Self-stigma, or internalized stigma, is the belief that negative stereotypes and assumptions about mental health conditions are true and reflective of oneself. Self-stigma can interfere with an individual’s mental health recovery through decreased hope and motivation, increased isolation and interference with pursuing goals and seeking treatment. Many Veterans with posttraumatic stress disorder (PTSD) experience self-stigma. However, current treatments for Veterans with PTSD generally do not focus on addressing it as part of care. This pilot, or initial, study attempted to examine a 9-session, small group intervention called Ending Self-Stigma for Veterans with PTSD (ESS-P) designed to teach different tools to help Veterans cope with both external and internalized stigma. These tools include: education on stigma and myths about PTSD; cognitive-behavioral strategies for stigmatizing thoughts; bolstering personal strengths; and strategies for increasing connections with others and responding to stigma and discrimination. Veterans with a diagnosis of PTSD either participated in ESS-P or received information about stigma/self-stigma in addition to participating in their usual care. Overall, the Veterans reported finding ESS-P supportive and reported using many of the skills taught in the group. Veterans that participated in ESS-P also showed a greater reduction in self-stigma and depressive symptoms and gains in sense of social belonging when compared to those who received the written information. Further refinement of the ESS-P intervention and testing with a larger group of Veterans are needed.

What Can Providers Do?

  • Educate yourself on the myths and facts about PTSD (Visit the National Center for PTSD website).
  • Inform yourself about stigma/self-stigma (see the Ending Self Stigma webpage).
  • Remind yourself that negative stereotypes you hear about PTSD and treatment are inaccurate.
  • If stigma is affecting you or your loved one, you may want to talk your friends, family, other Veterans, health providers and/or counselors.
  • Know that you are not alone. Many Veterans experience symptoms and seek treatment for PTSD.
  • Take time to recognize your values and strengths, and to take care of yourself.
  • Invest in yourself, in what you need to grow and in ways you want to, to reach your goals.
  • Strengthen your positive connections with others to fight the negative effects of stigma.

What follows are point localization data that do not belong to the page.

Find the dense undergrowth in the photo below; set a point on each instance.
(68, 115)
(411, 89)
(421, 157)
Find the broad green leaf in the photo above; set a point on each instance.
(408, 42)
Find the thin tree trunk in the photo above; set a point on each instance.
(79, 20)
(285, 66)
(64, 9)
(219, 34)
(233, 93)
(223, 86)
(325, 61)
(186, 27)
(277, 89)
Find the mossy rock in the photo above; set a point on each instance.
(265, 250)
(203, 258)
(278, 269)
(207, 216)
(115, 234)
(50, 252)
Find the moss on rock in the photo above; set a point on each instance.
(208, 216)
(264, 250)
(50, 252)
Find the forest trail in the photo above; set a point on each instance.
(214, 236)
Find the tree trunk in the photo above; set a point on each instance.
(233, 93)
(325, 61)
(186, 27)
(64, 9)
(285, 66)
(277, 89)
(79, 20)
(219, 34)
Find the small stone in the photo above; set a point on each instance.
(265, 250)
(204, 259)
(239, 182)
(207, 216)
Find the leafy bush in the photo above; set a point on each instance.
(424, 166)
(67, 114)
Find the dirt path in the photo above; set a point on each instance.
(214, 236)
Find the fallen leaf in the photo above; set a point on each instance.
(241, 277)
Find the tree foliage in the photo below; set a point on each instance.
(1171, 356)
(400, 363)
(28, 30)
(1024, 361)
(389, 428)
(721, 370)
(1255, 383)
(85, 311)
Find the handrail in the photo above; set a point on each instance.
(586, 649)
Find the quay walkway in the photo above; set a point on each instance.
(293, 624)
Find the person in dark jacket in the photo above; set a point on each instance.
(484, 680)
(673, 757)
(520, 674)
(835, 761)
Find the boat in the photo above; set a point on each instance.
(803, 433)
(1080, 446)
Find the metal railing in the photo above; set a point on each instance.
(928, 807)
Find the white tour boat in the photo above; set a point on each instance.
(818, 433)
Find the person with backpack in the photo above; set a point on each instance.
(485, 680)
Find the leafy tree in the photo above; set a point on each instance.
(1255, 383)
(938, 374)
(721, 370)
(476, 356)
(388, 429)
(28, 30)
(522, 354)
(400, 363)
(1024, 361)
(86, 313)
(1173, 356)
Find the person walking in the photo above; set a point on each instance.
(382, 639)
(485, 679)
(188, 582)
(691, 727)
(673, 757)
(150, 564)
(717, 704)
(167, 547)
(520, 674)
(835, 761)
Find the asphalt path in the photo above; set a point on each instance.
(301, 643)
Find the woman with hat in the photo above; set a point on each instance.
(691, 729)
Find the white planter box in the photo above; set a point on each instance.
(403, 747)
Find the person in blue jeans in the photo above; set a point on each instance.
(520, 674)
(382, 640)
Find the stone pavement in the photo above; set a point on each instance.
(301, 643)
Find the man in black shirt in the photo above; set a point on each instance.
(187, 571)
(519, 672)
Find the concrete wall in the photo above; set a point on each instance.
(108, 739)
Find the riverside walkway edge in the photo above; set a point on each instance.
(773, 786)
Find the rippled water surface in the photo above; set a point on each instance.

What Can Veterans and their Families Do?

  • Discuss stigma and self-stigma and explore its impacts with the Veterans with whom you work. How does it impact: Their self image? Their thoughts about treatment? How they view their relationships and interact with others?
  • Consider incorporating strategies to address stigma/self-stigma into your work with Veterans. For examples of ways to do this see the EASEing Self Stigma webpage.